I don't know its too big so that doesn't help with the shape either, I got a seal sniper at the same time and I shoot it pretty well.


----------



## cops007

Yeah I've also looked at that too mate!


----------



## monkeyboab

Its a nice frame, think if i was getting another id go for the Alu one or a G10, the poly is a bit roughly finished but you get what you pay for and its a good way to try one of Bills frames.


----------



## cops007

HI
So the seal was a better frame than the hathcock?
I've just ordered a viper from Martin whippet tube shooter,but still pondering on the hathcock lol,it's difficult when you can't get to hold the frame before purchase and am spending hours on the web reviewing different makes,but the pocket predators are my ideal size etc!


----------



## monkeyboab

cops007 said:


> HI
> So the seal was a better frame than the hathcock?
> I've just ordered a viper from Martin whippet tube shooter,but still pondering on the hathcock lol,it's difficult when you can't get to hold the frame before purchase and am spending hours on the web reviewing different makes,but the pocket predators are my ideal size etc!
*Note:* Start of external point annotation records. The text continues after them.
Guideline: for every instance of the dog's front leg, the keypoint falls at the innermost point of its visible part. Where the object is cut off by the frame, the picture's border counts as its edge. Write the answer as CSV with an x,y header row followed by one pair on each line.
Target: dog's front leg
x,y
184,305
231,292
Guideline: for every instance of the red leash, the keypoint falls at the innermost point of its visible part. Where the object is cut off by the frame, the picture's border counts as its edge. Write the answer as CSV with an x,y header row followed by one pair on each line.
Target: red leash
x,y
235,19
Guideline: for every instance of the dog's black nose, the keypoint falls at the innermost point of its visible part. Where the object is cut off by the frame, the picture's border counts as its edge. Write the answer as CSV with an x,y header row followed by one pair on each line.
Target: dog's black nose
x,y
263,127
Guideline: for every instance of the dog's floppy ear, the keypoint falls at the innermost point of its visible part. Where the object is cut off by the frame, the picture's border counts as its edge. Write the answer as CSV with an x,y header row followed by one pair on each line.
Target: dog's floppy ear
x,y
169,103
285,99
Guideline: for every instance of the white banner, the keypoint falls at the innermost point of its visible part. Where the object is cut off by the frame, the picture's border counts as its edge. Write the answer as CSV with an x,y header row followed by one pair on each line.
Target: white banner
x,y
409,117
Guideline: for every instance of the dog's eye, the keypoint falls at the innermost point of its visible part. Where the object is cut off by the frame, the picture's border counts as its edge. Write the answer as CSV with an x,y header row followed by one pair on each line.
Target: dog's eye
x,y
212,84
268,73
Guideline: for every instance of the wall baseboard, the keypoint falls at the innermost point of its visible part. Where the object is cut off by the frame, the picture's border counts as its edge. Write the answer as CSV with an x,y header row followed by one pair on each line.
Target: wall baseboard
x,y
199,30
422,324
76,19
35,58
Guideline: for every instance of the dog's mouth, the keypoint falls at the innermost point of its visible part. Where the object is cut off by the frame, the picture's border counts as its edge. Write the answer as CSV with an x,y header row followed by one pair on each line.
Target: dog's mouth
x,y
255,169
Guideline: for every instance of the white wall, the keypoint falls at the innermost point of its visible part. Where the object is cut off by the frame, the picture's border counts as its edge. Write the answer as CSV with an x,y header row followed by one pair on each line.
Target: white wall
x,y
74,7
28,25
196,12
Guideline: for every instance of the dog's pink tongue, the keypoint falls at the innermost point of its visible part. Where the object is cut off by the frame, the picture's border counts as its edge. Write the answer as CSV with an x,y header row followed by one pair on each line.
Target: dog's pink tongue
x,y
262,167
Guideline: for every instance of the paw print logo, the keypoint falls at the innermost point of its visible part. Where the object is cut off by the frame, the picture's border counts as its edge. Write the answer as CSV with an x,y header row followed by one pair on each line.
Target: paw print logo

For me yes but everyone is different and many people swear by the HTS. You need to experiment to see what works for you and what you are comfortable shooting. Ive been talking with Martin and will be ordering one of his slings come this next pay day I don't think you"ll go wrong with that his work looks great. You could always try making frames to fit your own had with either ply or the likes of polymorph. Ive been shooting this today it fits my hand perfectly, its tough, cost me pennies and is accurate. Best of it is if i get bored with it I just put it in a pan of hot water and melt it into something else 

I think you've made a good choice with the Martin Whippet viper I hope it fits you well, don't be afraid to try out different slings you can always sell or trade them if they don't work out.


----------



## cops007

Hey that looks cool,I like the sights mate!!
Yeah the viper looks great and Martin is very very helpful,very nice fella in fact. It's my first tube shooter,so need to give it a go


----------



## monkeyboab

Thanks. I almost exclusively shoot tubes TTF now. It just works for me. I hope you find it does for you.


----------



## cops007

I've not a clue about the tubes out these days,been trying to get reviews on different dankung tubes,but there's so much variation in singles/doubles/and which strength i.e. 2055's,1842's etc,it's mind boggling lol!!


----------



## monkeyboab

Read over the tube and band threads. I use mostly double 2040 or 1842 for target and practice. I wouldn't use 2040 to hunt with id go for the 1842 or up it to 1745 but whatever you choose to use make sure your accurate with that set up and weight of draw. Match the tubes to your ammo. I shoot 10mm ceramic balls a lot so i use 2040 mostly at 10 meters due to the light ammo. This still penetrates both sides of a can. Anyway don't want to clog up your thread, read the and and tube threads and peoples set ups during videos etc. Feel free to pm.


----------



## cops007

Thank you for the tips,I only usually use 9.5 steel so will see what reviews/opinions are on suitables etc
Thanks again


----------



## monkeyboab

cops007 said:


> Thank you for the tips,I only usually use 9.5 steel so will see what reviews/opinions are on suitables etc
> Thanks aga


Your welcome. I'd go with 1842s for 9.5mm steel they are a nice balance between speed and draw weight thats just my 20 cents. Tubes are cheap


----------



## cops007

Singles or download mate?


----------



## cops007

Download??? Predictive txt lol meant to put singles or doubles lol?


----------



## monkeyboab

Doubles TTF


----------



## JediMike

FWIW I have the Cub Scout, a smaller cousin of the HTS, lighter in polycarbonate (not necessarily a good thing since I hear most people love the weight of the full HTS), but I heard the HTS is pretty big, so is hard work to hold for marathon shooting sessions (I'm more of a target shooting guy ATM).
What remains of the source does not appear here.